L’équipe de France est pleine de talent, mais peine à produire du beau jeu. Comment faites-vous pour motiver votre équipe à aller de l’avant ?Le fait que tous les sauveteurs soient bénévoles, prennent volontairement de leur temps libre pour aider, ça change un peu la donne. Ils ne viennent pas à reculons. Il faut une hiérarchie, certes, mais aussi prendre garde à entretenir la bonne humeur des troupes. Après, la motivation est toute trouvée : on agit dans l’urgence et il est question de vies humaines. On ne laisse pas des gens périr sans rien faire, c’est inconcevable.
Le Didier Deschamps de l’EDF ne veut pas de Karim Benzema. Vous le prenez dans votre équipe ? Pas automatiquement. Je ne le connais pas et ne sait rien de son tempérament. Les bénévoles, on les accueille à bras ouverts, mais malgré tout il faut un minimum de connaissance de la mer. Et il est important que les nouveaux s’intègrent bien dans l’équipe. Si l’équipage se crêpe le chignon, il n’arrive pas à grand-chose. Et, sur un bateau, ça peut mettre tout le monde en danger.
Vous confond-on souvent avec votre homonyme ?Les premières fois qu’on m’en a parlé, c’était au début des années 1990. En 1991, quand on a fait construire notre maison, les Portugais qui réalisaient le crépi blaguaient là-dessus. Depuis, c’est arrivé bien des fois. Encore hier, un gars est passé dans le jardin relever le compteur d’eau. Il pensait que j’étais « l’autre » Didier et avait prévu de lui demander un autographe.
Un dénommé Frédéric Calenge vous a-t-il déjà arrêté, au retour d’une mission, pour vous demander si vous étiez « satisfait » ? Ah, non, je ne connais pas ce Frédéric Calenge. Au retour, je raconte surtout la mission à ma femme. Généralement, on débriefe aussi avec le président de la station. Ça permet d’évacuer la tension, surtout après une opération un peu compliquée.

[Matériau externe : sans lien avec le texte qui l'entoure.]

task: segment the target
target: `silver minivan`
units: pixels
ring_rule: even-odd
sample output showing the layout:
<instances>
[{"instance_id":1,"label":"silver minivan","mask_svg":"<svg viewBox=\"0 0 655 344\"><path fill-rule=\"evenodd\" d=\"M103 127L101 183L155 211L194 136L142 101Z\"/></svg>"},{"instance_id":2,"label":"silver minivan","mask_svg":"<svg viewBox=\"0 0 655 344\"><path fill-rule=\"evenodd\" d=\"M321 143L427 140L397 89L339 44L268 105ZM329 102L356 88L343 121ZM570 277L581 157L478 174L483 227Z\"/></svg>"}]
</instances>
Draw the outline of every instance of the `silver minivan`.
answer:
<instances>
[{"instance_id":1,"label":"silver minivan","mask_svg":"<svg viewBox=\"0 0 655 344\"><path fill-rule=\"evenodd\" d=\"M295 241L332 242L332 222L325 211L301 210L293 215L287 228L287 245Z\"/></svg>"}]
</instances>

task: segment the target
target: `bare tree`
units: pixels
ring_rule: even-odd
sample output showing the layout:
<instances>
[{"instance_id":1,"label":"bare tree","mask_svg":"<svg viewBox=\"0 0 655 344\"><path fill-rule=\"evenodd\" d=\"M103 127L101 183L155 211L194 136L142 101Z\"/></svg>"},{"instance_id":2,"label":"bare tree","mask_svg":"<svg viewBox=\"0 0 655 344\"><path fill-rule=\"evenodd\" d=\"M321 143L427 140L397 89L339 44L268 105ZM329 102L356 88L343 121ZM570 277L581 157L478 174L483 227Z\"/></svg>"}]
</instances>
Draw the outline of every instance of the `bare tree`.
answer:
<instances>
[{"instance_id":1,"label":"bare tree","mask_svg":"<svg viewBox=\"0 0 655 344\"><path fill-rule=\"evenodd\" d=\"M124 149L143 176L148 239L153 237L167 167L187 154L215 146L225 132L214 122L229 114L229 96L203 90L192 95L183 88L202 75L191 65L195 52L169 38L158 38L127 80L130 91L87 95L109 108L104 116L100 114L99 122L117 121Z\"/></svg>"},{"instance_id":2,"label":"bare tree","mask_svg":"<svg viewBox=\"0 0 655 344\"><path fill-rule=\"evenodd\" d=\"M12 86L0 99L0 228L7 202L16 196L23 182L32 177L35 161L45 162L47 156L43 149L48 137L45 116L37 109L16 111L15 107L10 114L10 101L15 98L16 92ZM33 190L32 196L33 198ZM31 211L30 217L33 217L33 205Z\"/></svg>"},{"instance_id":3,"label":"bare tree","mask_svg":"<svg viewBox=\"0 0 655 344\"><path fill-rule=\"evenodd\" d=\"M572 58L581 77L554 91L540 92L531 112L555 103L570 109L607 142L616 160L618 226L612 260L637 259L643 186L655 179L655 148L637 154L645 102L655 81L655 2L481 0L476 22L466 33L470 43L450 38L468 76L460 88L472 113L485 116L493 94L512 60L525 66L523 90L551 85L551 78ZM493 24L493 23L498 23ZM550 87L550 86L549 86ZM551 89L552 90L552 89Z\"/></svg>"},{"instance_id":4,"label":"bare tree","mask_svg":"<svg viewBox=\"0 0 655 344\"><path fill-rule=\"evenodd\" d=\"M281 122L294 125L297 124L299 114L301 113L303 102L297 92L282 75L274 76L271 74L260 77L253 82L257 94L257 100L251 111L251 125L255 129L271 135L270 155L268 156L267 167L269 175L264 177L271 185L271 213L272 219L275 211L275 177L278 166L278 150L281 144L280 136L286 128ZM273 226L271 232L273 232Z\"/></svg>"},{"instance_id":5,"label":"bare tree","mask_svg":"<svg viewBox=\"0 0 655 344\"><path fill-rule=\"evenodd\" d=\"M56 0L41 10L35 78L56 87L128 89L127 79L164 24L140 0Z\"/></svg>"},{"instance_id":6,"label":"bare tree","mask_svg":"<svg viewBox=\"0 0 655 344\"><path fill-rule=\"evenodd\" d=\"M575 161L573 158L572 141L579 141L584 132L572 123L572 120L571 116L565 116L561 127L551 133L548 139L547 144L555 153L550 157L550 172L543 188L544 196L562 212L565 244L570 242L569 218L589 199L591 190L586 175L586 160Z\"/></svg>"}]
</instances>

Didier Deschamps possède l’un des plus beaux palmarès internationaux. Vous aussi ?J’ai décroché deux médailles et quelques autres distinctions. L’une d’argent, l’autre de bronze, par rapport à des faits de sauvetage.
En juin 2018, passerez-vous vos vacances en Russie ?Ce n’est pas prévu et ce n’est vraisemblablement pas le premier pays auquel je penserais. Mais c’est très grand, il doit y avoir de superbes contrées et monuments à visiter !
La Société nationale des sauveteurs en mer fêtait, cette année, ses 50 ans. La station de sauvetage de Dinard existe, elle, depuis 1879.